A week later Rhodes himself was toying with the idea in Mr. Mercer's beige-and-green office. There he was handed as plump a plum as any racing-boat designer ever dreamed of. The only condition Henry Mercer imposed on the designer was that he, Rhodes, handle every detail of the designing and building of a cup defender right down to the selection of a skipper and crew.

No yachtsman himself, the man who offered this blank check to international sport had caught the contagion of America's Cup racing some 27 years before at the side of the most dogged competitor the cup has ever known. When Sir Thomas Lipton sailed into New York harbor on the luxury liner Leviathan in 1930 intent on his fifth and final try at the cup, Henry Mercer, a young shipping magnate, was with him. During the crossing Mercer had helped Sir Thomas chart a course through the perilous sea of balls and banquets facing him in Newport.

Up to that time Mercer's only connection with sport, international or otherwise, had been as a member of a New Jersey semipro basketball team known as the Passaic Invaders. Born in New Jersey in 1893, he was only 17 when he went to work as a clerk for the Erie Railroad.
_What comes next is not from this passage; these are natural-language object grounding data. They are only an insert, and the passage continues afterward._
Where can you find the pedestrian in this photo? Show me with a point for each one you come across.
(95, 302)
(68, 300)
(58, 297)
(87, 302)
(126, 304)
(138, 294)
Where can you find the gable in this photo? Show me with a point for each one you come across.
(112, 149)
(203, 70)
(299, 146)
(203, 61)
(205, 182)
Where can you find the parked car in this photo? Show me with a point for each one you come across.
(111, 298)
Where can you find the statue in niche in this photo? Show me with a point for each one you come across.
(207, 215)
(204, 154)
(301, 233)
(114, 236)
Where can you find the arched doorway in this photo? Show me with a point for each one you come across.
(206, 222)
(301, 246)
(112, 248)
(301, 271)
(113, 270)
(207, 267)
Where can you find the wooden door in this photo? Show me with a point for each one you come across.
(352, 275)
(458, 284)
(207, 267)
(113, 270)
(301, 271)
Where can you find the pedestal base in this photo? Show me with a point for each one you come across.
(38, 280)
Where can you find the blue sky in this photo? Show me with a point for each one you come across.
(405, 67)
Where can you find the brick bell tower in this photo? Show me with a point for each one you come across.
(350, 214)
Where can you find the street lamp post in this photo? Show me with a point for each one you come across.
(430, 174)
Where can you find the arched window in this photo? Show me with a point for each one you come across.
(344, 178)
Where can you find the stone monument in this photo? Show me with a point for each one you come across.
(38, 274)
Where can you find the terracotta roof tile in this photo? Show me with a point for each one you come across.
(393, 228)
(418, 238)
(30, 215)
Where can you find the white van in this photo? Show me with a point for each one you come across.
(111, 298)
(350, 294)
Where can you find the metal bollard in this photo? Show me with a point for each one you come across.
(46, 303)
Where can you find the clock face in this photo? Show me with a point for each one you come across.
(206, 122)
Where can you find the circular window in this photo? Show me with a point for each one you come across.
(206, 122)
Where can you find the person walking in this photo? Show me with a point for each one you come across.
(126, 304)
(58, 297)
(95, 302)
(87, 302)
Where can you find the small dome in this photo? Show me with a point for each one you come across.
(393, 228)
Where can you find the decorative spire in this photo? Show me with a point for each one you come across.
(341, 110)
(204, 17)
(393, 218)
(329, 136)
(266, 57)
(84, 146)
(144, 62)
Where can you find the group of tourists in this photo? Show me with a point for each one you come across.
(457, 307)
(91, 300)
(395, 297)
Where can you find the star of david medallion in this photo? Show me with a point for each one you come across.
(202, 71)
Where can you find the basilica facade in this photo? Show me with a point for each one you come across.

At 20 he got a job with the Great Northern Railway and, 10 years later, after a hitch as a gunner's mate aboard a World War I destroyer, he became general agent for the firm's entire New York district. At 30 he assumed the president's chair at Dyson Shipping Company.

"In those days," Mercer says, "the connection between rails and ships was a close one. I just saw my future in ships." A year later he founded a shipping company of his own. As the years passed and the dust gathered on the cup that Lipton's Shamrocks had failed to carry away, Mercer built his company into a multimillion-dollar enterprise and made himself a millionaire.

Millionaire or not, however, even Henry Mercer was not rich enough to get involved in America's Cup racing on the scale of the 120-foot-plus J boats. But in 1957, when the rules were changed to permit the use of smaller boats, the response was immediate. A syndicate from Britain issued a challenge, and Henry Mercer telephoned Phil Rhodes. The result was Weatherly, a boat that, after an ignominious passing over in 1958, will defend the famous cup against Australia's Gretel next week.

Rhodes admits the boat cost the Mercer syndicate (Mercer himself, Arnold D. Frese and Cornelius Walsh) something in excess of $175,000, but this figure does not include sails or the cost of sailing the boat—which, by the most conservative estimate, must have doubled the price. That, however, according to Mercer, is unimportant. "The cup has to be defended," says the man who signs the checks. "Money isn't involved."